Angewandte Chemie International Edition
Copyright © 2015 WILEY-VCH Verlag GmbH & Co. KGaA, Weinheim
For full article and contact information, see Angew. Chem. Int. Ed. 2000, 39 (18), 3273 - 3276
Deflated Soccer Ball
containing a benzene structural element
In the early nineties an unusual molecule, whose structural determination resulted in a Nobel Prize in 1996, caused a furore: buckminsterfullerene, a molecule made exclusively of carbon. Its 60 C atoms are arranged exactly like the corners of the leather panels of a soccer ball, leaving a cavity on the inside. Since then, a whole range of these round carbon cages has been discovered.

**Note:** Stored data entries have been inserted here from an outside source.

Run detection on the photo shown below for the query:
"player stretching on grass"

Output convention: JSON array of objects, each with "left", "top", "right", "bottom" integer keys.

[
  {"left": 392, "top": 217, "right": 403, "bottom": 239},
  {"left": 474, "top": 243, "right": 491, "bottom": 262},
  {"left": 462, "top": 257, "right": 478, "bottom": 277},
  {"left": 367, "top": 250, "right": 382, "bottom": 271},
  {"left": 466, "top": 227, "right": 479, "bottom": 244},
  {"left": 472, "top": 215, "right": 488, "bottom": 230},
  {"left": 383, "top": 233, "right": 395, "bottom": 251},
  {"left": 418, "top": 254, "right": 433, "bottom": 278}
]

Two Russian groups and British chemists working with Roger Taylor have now structurally characterized an unusual fluorine-containing fullerene, discovered in 1996 at Moscow University. What is so unusual about this molecule? First let us return to our classic soccer ball molecule: as described above, its 60 C atoms describe a system of five- and six-membered rings. The six-membered rings each contain three double bonds, which at first glance make them resemble benzene rings. Is this a super-aromatic molecule? On the contrary, the aromaticity of fullerenes is barely existent. In order for the electron pairs of the double bonds to interact with each other and spread out as an electron cloud - a characteristic feature of aromatic molecules - the ring system must be planar. This requirement is not met by fullerenes. The cage structure would undergo too much strain if regions of it were flattened.
The new fluorofullerene is different: C60F18 is the first fullerene that contains a "real" aromatic benzene ring. By using X-ray structure analysis, the researchers found out that the molecule looks like a soccer ball with the air let out. On one side it is spherical, and on the other it's flat. In the middle of the flat side rests the "benzene ring". On the flattened side, the 18 attached fluorine atoms arrange themselves like a crown around this special six-membered ring. But why is the ball flat? The binding of the fluorine causes a number of the double bonds to be broken. This results in a belt of C atoms that are coupled to their neighbors by only single bonds. This is substantially more flexible than the hemispherical side of the "ball" and allows the strain-free formation of a completely planar benzene structure.
"The unusual electronic properties of the fluorinated fullerene cage make this molecule a particularly interesting candidate for future applications in photonics and photovoltaics" foresees Taylor.